Stung into effort Pat with feverish haste did as he told her. Securing her hold on the branch by locking her strong legs about it she gradually swung around until she was astride it. Then it was but a moment's work to edge along to the bank. Grasping the strong roots of the undergrowth she pulled herself to the top. She wanted dreadfully then to throw herself down upon the ground and cry, but a sharp noise below made her turn suddenly.

Garrett had attempted to lift himself upon the branch. Strained by Pat's weight, under his it snapped off, dropping him back into the water.

"Garrett!" screamed Pat. In agony she watched for his head to reappear at the surface of the water. As he came up he again caught the edge of the ice, but his face was gray and drawn as though by sharp pain and his breath came and went in short gasps. She called him vainly over and over but he could not seem to muster enough strength to answer! She fancied, in her terror, that his fingers were slipping in their hold of the ice.

It was her turn to direct!

"Garrett, move down! See, the tree's across the ice! Maybe it'll hold! Oh, Garrett, try!"

With a slow, cramped movement he worked along the edge of the rapidly enlarging hole until he could grasp the broken branch which stretched now across the dark water, one end firmly held in a crack of the ice where it had buckled near the bank.

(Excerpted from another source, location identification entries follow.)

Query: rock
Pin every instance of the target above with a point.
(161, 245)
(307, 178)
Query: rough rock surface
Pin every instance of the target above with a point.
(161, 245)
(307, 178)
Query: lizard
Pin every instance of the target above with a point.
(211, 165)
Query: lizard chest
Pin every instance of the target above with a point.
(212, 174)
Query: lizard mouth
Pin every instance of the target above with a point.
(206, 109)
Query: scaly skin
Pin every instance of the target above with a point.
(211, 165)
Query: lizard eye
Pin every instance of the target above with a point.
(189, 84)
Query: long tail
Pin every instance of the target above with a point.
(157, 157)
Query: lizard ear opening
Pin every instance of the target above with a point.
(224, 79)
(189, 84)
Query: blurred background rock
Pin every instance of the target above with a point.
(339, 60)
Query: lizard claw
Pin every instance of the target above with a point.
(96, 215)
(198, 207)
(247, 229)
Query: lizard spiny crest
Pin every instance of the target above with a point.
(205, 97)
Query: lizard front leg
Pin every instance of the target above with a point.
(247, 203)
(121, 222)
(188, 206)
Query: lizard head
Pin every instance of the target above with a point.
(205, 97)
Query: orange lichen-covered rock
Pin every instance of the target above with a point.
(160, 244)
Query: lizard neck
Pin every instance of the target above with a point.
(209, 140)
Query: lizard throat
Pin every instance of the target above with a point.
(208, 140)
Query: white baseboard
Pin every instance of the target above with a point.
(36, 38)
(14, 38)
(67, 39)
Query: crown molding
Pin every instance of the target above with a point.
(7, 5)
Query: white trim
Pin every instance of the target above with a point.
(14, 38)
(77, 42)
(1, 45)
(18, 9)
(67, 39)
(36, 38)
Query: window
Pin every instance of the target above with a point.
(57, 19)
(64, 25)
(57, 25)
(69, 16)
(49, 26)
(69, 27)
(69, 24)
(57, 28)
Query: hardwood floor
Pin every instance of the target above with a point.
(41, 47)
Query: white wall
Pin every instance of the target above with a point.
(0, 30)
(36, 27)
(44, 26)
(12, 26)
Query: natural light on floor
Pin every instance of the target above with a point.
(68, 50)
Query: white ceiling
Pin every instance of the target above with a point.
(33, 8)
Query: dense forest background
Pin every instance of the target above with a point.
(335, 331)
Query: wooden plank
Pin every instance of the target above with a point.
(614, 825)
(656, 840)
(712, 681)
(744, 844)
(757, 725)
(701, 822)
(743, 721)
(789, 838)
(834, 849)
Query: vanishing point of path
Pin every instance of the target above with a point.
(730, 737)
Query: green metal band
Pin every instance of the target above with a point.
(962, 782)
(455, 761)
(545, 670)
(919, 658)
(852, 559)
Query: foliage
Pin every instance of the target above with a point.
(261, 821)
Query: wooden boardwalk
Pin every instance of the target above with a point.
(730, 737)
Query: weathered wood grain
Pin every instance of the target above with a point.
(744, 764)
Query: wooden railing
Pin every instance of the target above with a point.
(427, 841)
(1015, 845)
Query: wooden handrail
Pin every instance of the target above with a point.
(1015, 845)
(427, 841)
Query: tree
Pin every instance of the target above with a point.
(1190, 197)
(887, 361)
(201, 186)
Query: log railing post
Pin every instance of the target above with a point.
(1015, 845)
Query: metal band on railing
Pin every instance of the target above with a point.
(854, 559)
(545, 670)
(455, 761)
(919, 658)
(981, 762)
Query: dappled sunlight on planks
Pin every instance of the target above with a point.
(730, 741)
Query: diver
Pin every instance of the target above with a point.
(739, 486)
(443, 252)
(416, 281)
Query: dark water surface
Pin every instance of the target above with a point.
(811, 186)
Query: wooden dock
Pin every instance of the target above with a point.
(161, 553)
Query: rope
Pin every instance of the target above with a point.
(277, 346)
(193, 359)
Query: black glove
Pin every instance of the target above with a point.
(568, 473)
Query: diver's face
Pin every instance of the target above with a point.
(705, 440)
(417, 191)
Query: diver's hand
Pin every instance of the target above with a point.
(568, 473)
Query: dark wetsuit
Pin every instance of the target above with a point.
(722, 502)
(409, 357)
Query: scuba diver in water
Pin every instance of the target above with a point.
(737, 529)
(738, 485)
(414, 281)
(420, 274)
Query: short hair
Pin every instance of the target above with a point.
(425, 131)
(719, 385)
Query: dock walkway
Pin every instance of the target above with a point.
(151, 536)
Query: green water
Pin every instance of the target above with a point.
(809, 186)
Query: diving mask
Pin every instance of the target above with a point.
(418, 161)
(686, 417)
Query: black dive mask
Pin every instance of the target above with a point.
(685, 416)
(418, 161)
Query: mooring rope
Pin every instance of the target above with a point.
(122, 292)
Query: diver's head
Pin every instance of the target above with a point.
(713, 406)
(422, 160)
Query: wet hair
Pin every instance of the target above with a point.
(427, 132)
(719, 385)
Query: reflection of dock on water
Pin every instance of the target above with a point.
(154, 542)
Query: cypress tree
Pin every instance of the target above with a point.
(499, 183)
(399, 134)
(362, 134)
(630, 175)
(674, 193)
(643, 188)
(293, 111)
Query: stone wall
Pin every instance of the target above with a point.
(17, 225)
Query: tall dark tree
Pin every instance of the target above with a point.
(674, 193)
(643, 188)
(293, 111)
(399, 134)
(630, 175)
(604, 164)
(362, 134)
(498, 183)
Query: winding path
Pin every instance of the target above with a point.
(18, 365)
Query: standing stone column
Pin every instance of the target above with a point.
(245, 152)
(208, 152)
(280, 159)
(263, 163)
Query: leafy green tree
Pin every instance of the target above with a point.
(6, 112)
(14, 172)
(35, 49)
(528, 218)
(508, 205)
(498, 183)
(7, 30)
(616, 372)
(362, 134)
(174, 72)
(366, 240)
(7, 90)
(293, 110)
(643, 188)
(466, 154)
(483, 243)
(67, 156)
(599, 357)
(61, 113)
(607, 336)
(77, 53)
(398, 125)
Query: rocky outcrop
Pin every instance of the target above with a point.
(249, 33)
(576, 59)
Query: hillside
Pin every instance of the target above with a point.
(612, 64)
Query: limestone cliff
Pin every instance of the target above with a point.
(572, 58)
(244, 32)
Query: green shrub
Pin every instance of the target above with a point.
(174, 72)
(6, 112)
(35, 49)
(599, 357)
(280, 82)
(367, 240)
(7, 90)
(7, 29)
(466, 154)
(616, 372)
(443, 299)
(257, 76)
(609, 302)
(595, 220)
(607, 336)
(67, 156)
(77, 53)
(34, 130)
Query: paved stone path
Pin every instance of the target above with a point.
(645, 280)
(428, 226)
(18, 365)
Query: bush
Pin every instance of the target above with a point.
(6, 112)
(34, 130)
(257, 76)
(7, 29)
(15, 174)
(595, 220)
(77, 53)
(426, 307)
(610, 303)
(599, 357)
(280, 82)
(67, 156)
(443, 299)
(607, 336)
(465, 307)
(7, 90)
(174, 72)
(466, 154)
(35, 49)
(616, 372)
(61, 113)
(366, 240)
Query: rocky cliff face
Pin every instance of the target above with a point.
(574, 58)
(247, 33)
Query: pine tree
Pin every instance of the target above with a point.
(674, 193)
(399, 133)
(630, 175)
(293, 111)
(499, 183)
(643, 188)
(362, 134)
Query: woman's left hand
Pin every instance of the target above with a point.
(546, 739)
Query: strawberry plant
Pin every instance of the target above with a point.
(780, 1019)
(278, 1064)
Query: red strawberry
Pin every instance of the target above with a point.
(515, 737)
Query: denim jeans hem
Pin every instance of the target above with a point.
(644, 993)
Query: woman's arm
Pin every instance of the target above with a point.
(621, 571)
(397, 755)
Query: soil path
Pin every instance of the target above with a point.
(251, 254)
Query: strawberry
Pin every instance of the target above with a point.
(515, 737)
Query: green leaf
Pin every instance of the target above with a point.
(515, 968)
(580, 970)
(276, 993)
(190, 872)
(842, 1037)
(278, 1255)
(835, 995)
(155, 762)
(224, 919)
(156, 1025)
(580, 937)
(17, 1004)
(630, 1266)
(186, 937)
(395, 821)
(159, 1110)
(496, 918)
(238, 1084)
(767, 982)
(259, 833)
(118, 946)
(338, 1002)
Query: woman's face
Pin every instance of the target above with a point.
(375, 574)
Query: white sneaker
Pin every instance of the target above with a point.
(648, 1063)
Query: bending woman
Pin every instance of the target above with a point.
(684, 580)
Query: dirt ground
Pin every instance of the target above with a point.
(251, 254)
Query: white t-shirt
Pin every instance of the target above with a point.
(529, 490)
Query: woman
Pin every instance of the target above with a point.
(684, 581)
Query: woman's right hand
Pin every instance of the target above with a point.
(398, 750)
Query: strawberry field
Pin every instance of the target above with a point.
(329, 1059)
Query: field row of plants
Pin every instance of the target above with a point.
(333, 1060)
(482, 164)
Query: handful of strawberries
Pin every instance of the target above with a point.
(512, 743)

Strengthened by desperation, Garrett managed to crawl along it until he reached the bank. As, numbed by exposure, he struggled to lift himself up the steep side of the gorge, clinging for support, as Pat had done, to roots and branches, repeatedly slipping back, it seemed to Pat as though he could not make it! At last her own frantic hands dragged him over the top to safety, only to have him drop in an unconscious heap at her feet!

All Pat knew was that whatever she had to do she must do quickly! Loosening the straps of her skates she threw them from her! Then she attempted to lift him. He was too heavy--she could not stagger a step with his weight in her arms. So as gently as she could she dragged him over the soft snow to a higher point of open ground from which she could see the lake and the skaters and the farmhouse!